27 February 2017

The Atlantic: “The American Leader in the Islamic State”

The Yahya Tim described to me was a sad figure, a sheep who had strayed into a wicked flock. Above all, he was easily manipulated. This, for me, was another puzzle. The Yahya I had encountered online, and the one Musa Cerantonio described, was nothing like a sheep, and no pathetic follower. He was not the boy his father described. At some point, Yahya had shape-shifted into a wolf, into a leader of men.

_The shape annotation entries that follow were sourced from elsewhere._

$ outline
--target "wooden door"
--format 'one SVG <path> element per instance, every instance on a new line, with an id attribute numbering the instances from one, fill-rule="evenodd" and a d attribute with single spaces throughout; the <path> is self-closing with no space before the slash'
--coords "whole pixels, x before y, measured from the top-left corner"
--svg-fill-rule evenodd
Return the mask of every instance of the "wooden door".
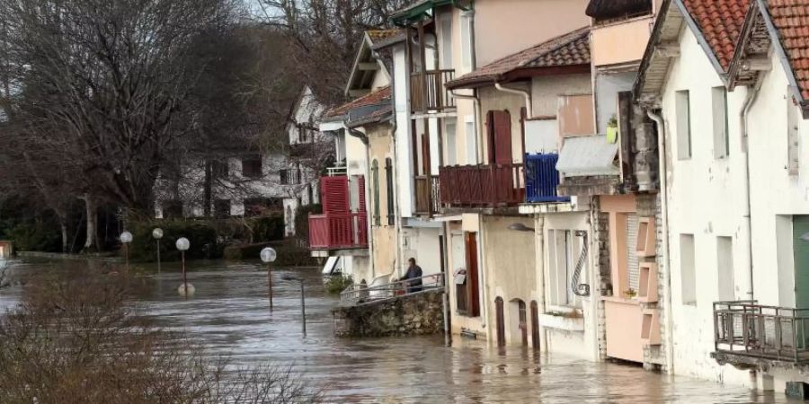
<path id="1" fill-rule="evenodd" d="M 531 344 L 539 349 L 539 307 L 537 301 L 531 302 Z"/>
<path id="2" fill-rule="evenodd" d="M 502 312 L 502 297 L 494 299 L 494 315 L 497 322 L 497 347 L 505 347 L 505 318 Z"/>
<path id="3" fill-rule="evenodd" d="M 477 233 L 465 233 L 467 247 L 467 308 L 469 317 L 480 315 L 477 280 Z"/>
<path id="4" fill-rule="evenodd" d="M 795 256 L 795 307 L 809 309 L 809 215 L 792 216 L 792 250 Z"/>
<path id="5" fill-rule="evenodd" d="M 490 110 L 486 118 L 489 163 L 511 164 L 511 116 L 507 110 Z"/>

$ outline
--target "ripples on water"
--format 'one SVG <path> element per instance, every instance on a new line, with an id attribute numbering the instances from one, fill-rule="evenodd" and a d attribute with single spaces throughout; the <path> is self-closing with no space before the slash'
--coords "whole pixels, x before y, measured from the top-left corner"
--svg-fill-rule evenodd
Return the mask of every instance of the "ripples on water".
<path id="1" fill-rule="evenodd" d="M 70 270 L 76 262 L 15 261 L 14 286 L 0 293 L 0 307 L 12 307 L 20 282 L 43 270 Z M 202 341 L 211 355 L 228 355 L 235 365 L 291 364 L 327 390 L 334 402 L 367 403 L 749 403 L 787 402 L 780 392 L 759 395 L 745 389 L 688 378 L 671 378 L 640 367 L 593 364 L 529 349 L 505 351 L 485 343 L 442 337 L 335 339 L 326 295 L 316 268 L 274 269 L 274 311 L 270 312 L 267 274 L 258 264 L 192 262 L 189 282 L 196 295 L 177 294 L 176 264 L 160 275 L 136 280 L 136 303 L 167 329 Z M 144 268 L 149 271 L 153 268 Z M 300 289 L 286 277 L 304 280 L 307 330 L 300 328 Z"/>

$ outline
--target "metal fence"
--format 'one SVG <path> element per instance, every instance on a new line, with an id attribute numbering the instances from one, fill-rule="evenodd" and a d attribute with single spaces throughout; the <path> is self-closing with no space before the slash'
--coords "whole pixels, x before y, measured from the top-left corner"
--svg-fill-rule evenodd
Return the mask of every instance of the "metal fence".
<path id="1" fill-rule="evenodd" d="M 422 281 L 422 285 L 413 285 L 414 282 L 419 280 Z M 362 286 L 352 285 L 340 294 L 340 303 L 343 305 L 361 304 L 395 299 L 443 287 L 444 274 L 442 273 L 379 285 Z"/>
<path id="2" fill-rule="evenodd" d="M 756 301 L 714 303 L 716 352 L 799 363 L 809 361 L 809 309 Z"/>

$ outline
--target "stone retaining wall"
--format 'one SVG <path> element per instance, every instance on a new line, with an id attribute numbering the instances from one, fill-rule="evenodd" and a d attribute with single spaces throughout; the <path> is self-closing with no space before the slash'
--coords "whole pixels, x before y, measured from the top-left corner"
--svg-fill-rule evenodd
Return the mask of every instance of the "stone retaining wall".
<path id="1" fill-rule="evenodd" d="M 332 310 L 337 337 L 431 335 L 444 331 L 443 290 Z"/>

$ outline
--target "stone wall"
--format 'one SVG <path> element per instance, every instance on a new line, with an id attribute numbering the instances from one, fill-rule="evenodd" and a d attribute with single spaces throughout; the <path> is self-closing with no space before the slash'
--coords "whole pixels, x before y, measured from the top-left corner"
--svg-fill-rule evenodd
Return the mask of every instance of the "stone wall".
<path id="1" fill-rule="evenodd" d="M 443 290 L 332 310 L 337 337 L 431 335 L 444 331 Z"/>

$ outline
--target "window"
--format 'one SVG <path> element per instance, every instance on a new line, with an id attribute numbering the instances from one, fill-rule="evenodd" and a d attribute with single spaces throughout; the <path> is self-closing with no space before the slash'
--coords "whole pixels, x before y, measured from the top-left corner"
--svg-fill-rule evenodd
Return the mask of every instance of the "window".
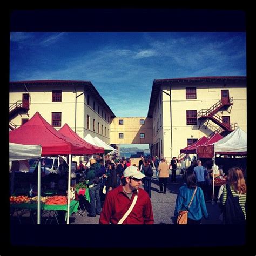
<path id="1" fill-rule="evenodd" d="M 87 116 L 87 129 L 90 129 L 90 116 Z"/>
<path id="2" fill-rule="evenodd" d="M 90 95 L 89 95 L 87 96 L 87 105 L 88 105 L 88 106 L 90 106 Z"/>
<path id="3" fill-rule="evenodd" d="M 187 125 L 197 125 L 197 111 L 187 110 Z"/>
<path id="4" fill-rule="evenodd" d="M 62 91 L 52 91 L 52 102 L 62 101 Z"/>
<path id="5" fill-rule="evenodd" d="M 124 133 L 118 133 L 118 137 L 119 139 L 124 138 Z"/>
<path id="6" fill-rule="evenodd" d="M 22 118 L 22 125 L 26 123 L 29 120 L 29 118 Z"/>
<path id="7" fill-rule="evenodd" d="M 62 126 L 61 112 L 52 112 L 51 125 L 53 126 L 60 127 Z"/>
<path id="8" fill-rule="evenodd" d="M 190 146 L 196 142 L 197 142 L 197 139 L 187 139 L 187 146 Z"/>
<path id="9" fill-rule="evenodd" d="M 196 99 L 197 91 L 196 87 L 186 88 L 186 99 Z"/>

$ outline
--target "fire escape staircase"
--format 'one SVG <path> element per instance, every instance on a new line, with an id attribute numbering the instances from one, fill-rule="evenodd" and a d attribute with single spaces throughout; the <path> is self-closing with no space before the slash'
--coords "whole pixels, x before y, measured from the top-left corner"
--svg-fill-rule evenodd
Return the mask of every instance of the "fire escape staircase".
<path id="1" fill-rule="evenodd" d="M 223 118 L 217 113 L 220 111 L 222 109 L 227 108 L 230 106 L 232 106 L 233 104 L 233 97 L 230 97 L 228 101 L 223 103 L 221 100 L 219 100 L 217 103 L 212 106 L 208 109 L 201 109 L 198 111 L 197 113 L 197 119 L 200 121 L 198 129 L 200 129 L 201 124 L 206 119 L 208 119 L 208 123 L 206 124 L 205 129 L 206 129 L 209 120 L 211 120 L 215 124 L 217 124 L 220 127 L 215 129 L 212 133 L 209 135 L 208 137 L 212 137 L 214 134 L 218 133 L 221 135 L 227 135 L 229 133 L 233 131 L 236 127 L 238 127 L 238 123 L 232 123 L 230 125 L 228 124 L 223 123 Z M 230 113 L 230 112 L 229 112 Z M 212 129 L 213 126 L 211 126 Z M 214 130 L 214 129 L 213 129 Z"/>
<path id="2" fill-rule="evenodd" d="M 16 129 L 18 125 L 12 122 L 11 120 L 21 113 L 26 113 L 28 116 L 29 116 L 28 113 L 28 110 L 29 110 L 29 104 L 24 104 L 22 100 L 18 100 L 10 106 L 9 108 L 9 128 L 11 130 Z"/>

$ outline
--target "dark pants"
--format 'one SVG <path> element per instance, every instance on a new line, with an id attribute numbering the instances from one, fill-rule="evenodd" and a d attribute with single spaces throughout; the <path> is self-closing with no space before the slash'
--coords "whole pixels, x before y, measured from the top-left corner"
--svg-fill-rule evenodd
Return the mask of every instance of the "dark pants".
<path id="1" fill-rule="evenodd" d="M 150 198 L 151 198 L 151 177 L 146 177 L 143 178 L 144 184 L 144 190 L 149 194 Z"/>
<path id="2" fill-rule="evenodd" d="M 89 188 L 89 194 L 91 203 L 90 214 L 100 214 L 102 207 L 100 204 L 100 197 L 99 196 L 99 184 L 97 184 L 93 187 Z M 96 208 L 95 208 L 95 200 L 96 200 Z"/>
<path id="3" fill-rule="evenodd" d="M 176 181 L 176 169 L 172 169 L 172 177 L 171 178 L 172 181 Z"/>
<path id="4" fill-rule="evenodd" d="M 199 220 L 194 220 L 192 219 L 187 218 L 187 224 L 200 224 L 201 219 Z"/>
<path id="5" fill-rule="evenodd" d="M 167 181 L 168 180 L 168 178 L 159 177 L 159 180 L 160 191 L 163 191 L 163 184 L 164 184 L 164 193 L 165 193 L 166 192 Z"/>

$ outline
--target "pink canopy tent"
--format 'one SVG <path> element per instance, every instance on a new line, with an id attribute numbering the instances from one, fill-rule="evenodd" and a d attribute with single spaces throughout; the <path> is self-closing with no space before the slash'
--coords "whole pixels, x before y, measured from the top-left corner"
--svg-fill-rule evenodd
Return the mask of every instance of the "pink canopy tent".
<path id="1" fill-rule="evenodd" d="M 180 153 L 185 154 L 195 154 L 197 152 L 197 147 L 201 145 L 204 144 L 209 140 L 205 136 L 203 136 L 200 139 L 196 142 L 193 144 L 189 145 L 186 147 L 180 150 Z"/>
<path id="2" fill-rule="evenodd" d="M 104 153 L 104 149 L 103 147 L 97 147 L 91 144 L 89 142 L 86 142 L 84 139 L 78 136 L 67 124 L 65 124 L 58 131 L 60 133 L 71 139 L 76 140 L 77 143 L 84 146 L 86 147 L 90 148 L 93 151 L 93 153 Z"/>
<path id="3" fill-rule="evenodd" d="M 197 147 L 197 154 L 198 154 L 198 157 L 204 158 L 213 158 L 214 156 L 213 152 L 214 144 L 223 138 L 223 137 L 219 133 L 215 133 L 208 142 Z"/>
<path id="4" fill-rule="evenodd" d="M 93 146 L 85 147 L 55 130 L 37 112 L 20 127 L 9 132 L 9 142 L 42 147 L 42 155 L 93 154 Z"/>

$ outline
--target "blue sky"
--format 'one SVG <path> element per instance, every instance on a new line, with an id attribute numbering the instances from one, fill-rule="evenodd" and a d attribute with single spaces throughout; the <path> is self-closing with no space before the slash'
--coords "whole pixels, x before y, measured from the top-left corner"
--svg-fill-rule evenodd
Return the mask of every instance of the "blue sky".
<path id="1" fill-rule="evenodd" d="M 153 81 L 245 76 L 245 32 L 11 32 L 10 79 L 91 81 L 117 117 L 146 117 Z"/>

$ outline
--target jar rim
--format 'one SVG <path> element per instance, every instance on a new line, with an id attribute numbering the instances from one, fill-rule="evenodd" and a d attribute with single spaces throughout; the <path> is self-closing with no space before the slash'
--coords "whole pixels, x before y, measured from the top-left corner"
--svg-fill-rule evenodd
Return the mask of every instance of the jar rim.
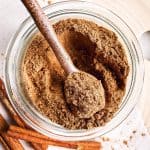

The couple indulged, too, in their other shared passion: getting high. Islamic orthodoxy considers cannabis an intoxicant, and therefore forbidden. But Yahya’s practice of Islam was unconventional even then. In a historical essay titled “Cannabis”, heavily footnoted with classical Arabic sources, he made the Islamic case for pot. There was evidence, he wrote, that early Islamic leaders had taxed hemp seeds. Since Muslims generally cannot tax forbidden substances, such as pork or alcohol, Yahya reasoned, they must have considered pot permissible.

Graeme Wood

Fascinating story! To be filed under: ‘you can justify just about anything through religion’.

John Georgelas aka Yahya Abu Hassan
John Georgelas was a military brat, a drug enthusiast, a precocious underachiever born in Texas. Now he is a prominent figure within the Islamic State. Here’s the story of his long and troubling journey.

Jihadists are also overwhelmingly left-brained, quantitative-analytic types. Diego Gambetta of the European University Institute and Steffen Hertog of the London School of Economics have noted a preponderance of former engineering students among jihadists; they suggest that the mental style of that discipline disposes certain people toward jihadism. As a teen, John had taught himself to program. His computers ran the Linux operating system, not the Windows or Mac software favored by the masses. Years later, after he had become a full-blown jihadist, he would share a line of C++ code on his website, a geeky statement of his own hard-line stance:

if (1+1+1 != 1 && 1 == 1) return true; else die();

Translation: If you believe the Christian Trinity (“1+1+1”) is not really monotheistic (“!= 1”), and if you believe in the unity of God (“1 == 1”), then great. Otherwise: Die.